Tracking, Visualising and Cycling
Along with Martin Zaltz Austwick, who blogs as Sociable Physics, I led a workshop session as part of CASA’s annual conference. The topic was “Tracking, Visualising and Cycling” and focused on analysing and mapping bikeshare data. I concentrated on mapping the near-real-time docking station data, while Martin graphed journey data. Both of us used Google Drive as a quick an easy platform to map spatial data and graph it. The techniques that the participants were led through are relatively rudimentary, but hopefully acheived our main purposes of demonstrating the availability of such data and the utility of Google Drive for quick analysis, without leaving anyone on the course behind.

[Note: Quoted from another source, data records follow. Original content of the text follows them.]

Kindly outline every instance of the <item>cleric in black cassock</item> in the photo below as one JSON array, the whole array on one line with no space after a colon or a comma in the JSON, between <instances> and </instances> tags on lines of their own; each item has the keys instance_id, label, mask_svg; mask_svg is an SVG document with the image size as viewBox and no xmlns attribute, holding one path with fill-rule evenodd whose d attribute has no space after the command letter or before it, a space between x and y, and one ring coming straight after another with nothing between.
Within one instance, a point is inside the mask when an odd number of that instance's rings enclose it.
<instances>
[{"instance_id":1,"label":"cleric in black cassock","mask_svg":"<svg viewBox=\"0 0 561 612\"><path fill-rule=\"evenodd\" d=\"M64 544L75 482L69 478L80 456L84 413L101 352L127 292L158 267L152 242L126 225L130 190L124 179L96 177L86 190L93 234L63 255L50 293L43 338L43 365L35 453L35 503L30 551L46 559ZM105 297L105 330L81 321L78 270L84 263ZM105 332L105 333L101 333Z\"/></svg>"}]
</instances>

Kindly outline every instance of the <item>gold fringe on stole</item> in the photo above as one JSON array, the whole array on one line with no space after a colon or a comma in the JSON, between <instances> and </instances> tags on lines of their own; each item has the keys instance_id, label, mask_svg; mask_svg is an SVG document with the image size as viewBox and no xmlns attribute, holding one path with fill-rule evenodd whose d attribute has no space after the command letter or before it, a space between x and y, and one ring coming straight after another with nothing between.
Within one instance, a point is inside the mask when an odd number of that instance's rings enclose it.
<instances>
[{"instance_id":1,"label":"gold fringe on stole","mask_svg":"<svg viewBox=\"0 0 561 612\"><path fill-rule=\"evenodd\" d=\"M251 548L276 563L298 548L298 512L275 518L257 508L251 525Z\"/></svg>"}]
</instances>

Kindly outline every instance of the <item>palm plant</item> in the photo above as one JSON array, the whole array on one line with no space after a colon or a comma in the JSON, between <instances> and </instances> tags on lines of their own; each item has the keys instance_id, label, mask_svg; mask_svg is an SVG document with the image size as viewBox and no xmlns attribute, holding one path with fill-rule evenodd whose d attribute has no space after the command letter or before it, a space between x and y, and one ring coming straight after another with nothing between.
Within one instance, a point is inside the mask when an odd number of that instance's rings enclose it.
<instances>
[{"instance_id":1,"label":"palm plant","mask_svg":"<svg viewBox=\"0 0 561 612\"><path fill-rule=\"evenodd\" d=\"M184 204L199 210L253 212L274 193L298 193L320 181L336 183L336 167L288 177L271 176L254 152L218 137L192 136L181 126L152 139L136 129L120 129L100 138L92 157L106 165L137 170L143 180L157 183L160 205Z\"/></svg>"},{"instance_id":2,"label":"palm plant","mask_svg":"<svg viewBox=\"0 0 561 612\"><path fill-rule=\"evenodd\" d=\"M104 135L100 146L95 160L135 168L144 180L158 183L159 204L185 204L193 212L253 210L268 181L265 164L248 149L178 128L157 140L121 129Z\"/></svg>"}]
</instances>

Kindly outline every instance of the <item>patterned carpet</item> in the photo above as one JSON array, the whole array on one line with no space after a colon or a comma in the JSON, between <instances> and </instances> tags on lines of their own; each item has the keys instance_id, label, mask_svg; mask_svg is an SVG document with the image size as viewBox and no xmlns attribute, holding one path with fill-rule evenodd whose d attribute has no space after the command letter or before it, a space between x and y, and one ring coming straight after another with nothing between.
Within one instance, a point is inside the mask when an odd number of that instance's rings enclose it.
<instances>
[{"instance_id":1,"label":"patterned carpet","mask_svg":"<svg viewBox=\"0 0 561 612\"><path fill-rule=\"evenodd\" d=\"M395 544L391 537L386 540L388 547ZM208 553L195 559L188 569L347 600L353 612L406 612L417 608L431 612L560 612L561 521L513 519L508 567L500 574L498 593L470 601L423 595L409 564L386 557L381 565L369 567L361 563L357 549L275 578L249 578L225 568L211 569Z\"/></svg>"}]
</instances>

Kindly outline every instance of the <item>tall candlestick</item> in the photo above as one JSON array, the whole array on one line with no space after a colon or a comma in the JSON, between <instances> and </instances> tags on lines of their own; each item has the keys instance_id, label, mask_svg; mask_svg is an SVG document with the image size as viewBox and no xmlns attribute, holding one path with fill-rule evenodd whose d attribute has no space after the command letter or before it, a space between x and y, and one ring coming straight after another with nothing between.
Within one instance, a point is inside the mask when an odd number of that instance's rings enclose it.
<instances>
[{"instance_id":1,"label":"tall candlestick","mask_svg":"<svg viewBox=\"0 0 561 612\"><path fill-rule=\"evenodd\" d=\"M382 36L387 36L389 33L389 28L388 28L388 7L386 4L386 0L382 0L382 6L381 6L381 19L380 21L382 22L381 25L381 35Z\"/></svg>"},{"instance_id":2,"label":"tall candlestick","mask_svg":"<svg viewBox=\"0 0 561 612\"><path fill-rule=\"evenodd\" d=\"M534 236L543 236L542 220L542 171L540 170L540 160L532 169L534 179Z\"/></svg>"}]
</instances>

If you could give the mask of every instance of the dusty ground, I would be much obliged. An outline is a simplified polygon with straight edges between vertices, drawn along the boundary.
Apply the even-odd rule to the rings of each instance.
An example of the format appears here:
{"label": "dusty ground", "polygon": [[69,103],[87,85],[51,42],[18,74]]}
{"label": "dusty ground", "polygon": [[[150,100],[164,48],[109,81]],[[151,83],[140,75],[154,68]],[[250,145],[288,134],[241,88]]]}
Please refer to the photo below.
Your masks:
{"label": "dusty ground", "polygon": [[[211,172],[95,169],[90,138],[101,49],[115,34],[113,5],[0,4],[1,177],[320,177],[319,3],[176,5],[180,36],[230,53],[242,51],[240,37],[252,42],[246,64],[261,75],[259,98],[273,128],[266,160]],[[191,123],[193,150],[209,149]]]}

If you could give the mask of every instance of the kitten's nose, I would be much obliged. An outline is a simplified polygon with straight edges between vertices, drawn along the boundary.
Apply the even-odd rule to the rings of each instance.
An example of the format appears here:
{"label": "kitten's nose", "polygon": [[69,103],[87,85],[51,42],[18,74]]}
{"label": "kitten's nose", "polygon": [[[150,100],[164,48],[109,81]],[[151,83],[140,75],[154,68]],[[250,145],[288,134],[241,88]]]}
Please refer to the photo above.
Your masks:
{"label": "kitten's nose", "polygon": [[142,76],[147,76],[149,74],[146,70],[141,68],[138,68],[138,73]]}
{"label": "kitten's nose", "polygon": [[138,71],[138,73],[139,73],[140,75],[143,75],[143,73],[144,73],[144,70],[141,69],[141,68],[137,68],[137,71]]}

After short presentations by Martin and myself, presenting our recent related output, there were two practical sessions. In the first session, I led participants through downloading the live dock locations/status JSON data files from bikeshare systems in the US, before hacking the JSON into a CSV suitable for upload to Google Drive and showing on a map as a Google Fusion Table. A calculated column was then added to show the empty/full ratio and the docking stations on the maps were coloured appropriately. The result looked a bit like this (if the New York dataset was picked):
A couple of gotchas we ran into: (1) If using Notepad, don’t save the JSON text, as that will “burn in” linebreaks that break it. (2) If you don’t see Google Fusion Tables in your Google Drive apps menu, you need to add it as an app using the button at the bottom of the popup.
Martin then followed by showing participants how to download journey data from the Washington DC “Capital Bikeshare” website, extracting just the data for Saturday 30 June 2012, extracting the number of minutes each journey took in Excel, binning the journeys by minute and then plotting it on a Google Speadsheet chart. An additional section was breaking down the plots by user type – showing a pronounced difference between Subscriber and Casual hires – the latter generally taking much longer for their journeys.